Illicit financial outflows from Nepal 2001-2010

A latest report from Global Financial Integrity (GFI) has ranked Nepal 58 out of 143 countries in terms of average annual illicit financial flows— the cross-border movement of money that is illegally earned, transferred, or utilized— between 2001 and 2010. On an average, from Nepal, between 2001 and 2010 US$801 million was illegally earned, transferred, or utilized.

Furthermore, cumulative illicit outflows in hot money narrow plus and trade misinvoicing components were US$355 million and US$7.658 billion. In total, this makes US$8.013 billion total illicit outflows from Nepal. The largest illicit outlflows came from trade misinvoicing (export under-invoicing and import over-invoicing).

The figures are based on Hot Money Narrow Plus Trade Mispricing method (HMN+GER) non-normalized methodology. This methodology doesn’t include trade mispricing in services, same-invoice trade mispricing, hawala transactions, and dealings conducted in bulk cash. Last year’s report used a trade mispricing and external debt data and found that the total illicit financial outflows from Nepal over the period 2000-2009 was US$6.0 billion (cumulative outflows from 1990 to 2008 was estimated at US$9.1 billion). It uses the official balance of payments and trade data reported to the IMF by member countries and external debt data reported by those countries to the World Bank.

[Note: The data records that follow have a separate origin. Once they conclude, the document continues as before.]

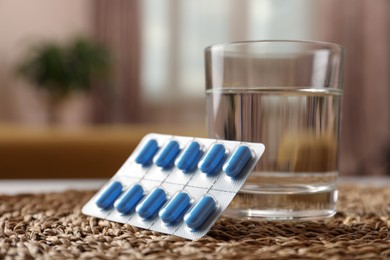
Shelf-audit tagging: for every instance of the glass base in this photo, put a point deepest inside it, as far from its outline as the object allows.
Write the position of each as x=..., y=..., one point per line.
x=279, y=197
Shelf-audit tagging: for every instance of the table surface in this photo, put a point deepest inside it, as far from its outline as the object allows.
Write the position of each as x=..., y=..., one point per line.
x=51, y=226
x=12, y=187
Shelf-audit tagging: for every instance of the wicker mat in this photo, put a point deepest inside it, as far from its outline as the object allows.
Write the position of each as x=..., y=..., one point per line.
x=51, y=226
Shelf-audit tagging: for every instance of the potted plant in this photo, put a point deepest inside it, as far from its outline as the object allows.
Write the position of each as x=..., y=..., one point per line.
x=60, y=70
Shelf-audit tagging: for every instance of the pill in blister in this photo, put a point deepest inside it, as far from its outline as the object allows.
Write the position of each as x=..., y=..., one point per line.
x=213, y=160
x=175, y=208
x=200, y=212
x=189, y=159
x=130, y=199
x=147, y=153
x=236, y=163
x=152, y=203
x=110, y=194
x=168, y=155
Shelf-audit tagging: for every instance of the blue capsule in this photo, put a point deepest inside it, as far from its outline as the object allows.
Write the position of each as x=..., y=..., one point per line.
x=147, y=153
x=152, y=203
x=190, y=157
x=213, y=160
x=130, y=199
x=200, y=212
x=175, y=208
x=110, y=194
x=168, y=154
x=236, y=163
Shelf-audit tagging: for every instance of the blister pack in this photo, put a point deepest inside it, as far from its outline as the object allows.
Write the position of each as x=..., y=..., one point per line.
x=176, y=185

The GFI notes that illicit financial flows “generally involve the transfer of money earned through illegal activities such as corruption, transactions involving contraband goods, criminal activities, and efforts to shelter wealth from a country's tax authorities”.

Overall, crime, corruption, and tax evasion cost the developing world US$858.8 billion in 2010, just below the all-time high of US$871.3 billion set in 2008—the year preceding the global financial crisis. From 2001 to 2010, developing countries lost US$5.86 trillion to illicit outflows. 

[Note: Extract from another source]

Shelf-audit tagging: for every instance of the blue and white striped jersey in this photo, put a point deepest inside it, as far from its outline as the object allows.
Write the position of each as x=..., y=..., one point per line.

In South Asia, India saw the largest illicit financial outflows, followed by Bangladesh, Nepal, Sri Lanka, Pakistan, Afghanistan, and Bhutan and Maldives. 

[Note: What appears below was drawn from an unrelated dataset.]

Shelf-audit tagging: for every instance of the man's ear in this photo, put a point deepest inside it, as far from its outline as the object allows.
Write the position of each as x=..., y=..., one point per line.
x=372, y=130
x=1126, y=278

Total illicit financial outflows from South Asia (USD million)
HMN + GER 2007 2008 2009 2010
Afghanistan 0.00 0.00 41.24 110.19
Bangladesh 2737.35 848.42 648.94 2367.17
Bhutan 136.56 0.00 0.00 0.00
India 4922.82 26819.56 279.42 1613.34
Maldives 4.02 0.00 0.00 0.00
Nepal 584.15 883.29 1551.31 1883.95
Pakistan 505.17 727.80 298.14 729.00
Sri Lanka 165.16 0.00 0.00 880.65

The GFI has called for increasing transparency in the international financial system as a means to curtail the illicit flow of money. The ones related to Nepal include (i) reforming customs and trade protocols to detect and curtail trade mispricing, which is done to avoid duties or taxes; (ii) harmonizing predicate offenses under anti-money laundering laws across all Financial Action Task Force cooperating countries; (iii) ensuring that the anti-money laundering regulations already on the books are strongly enforced.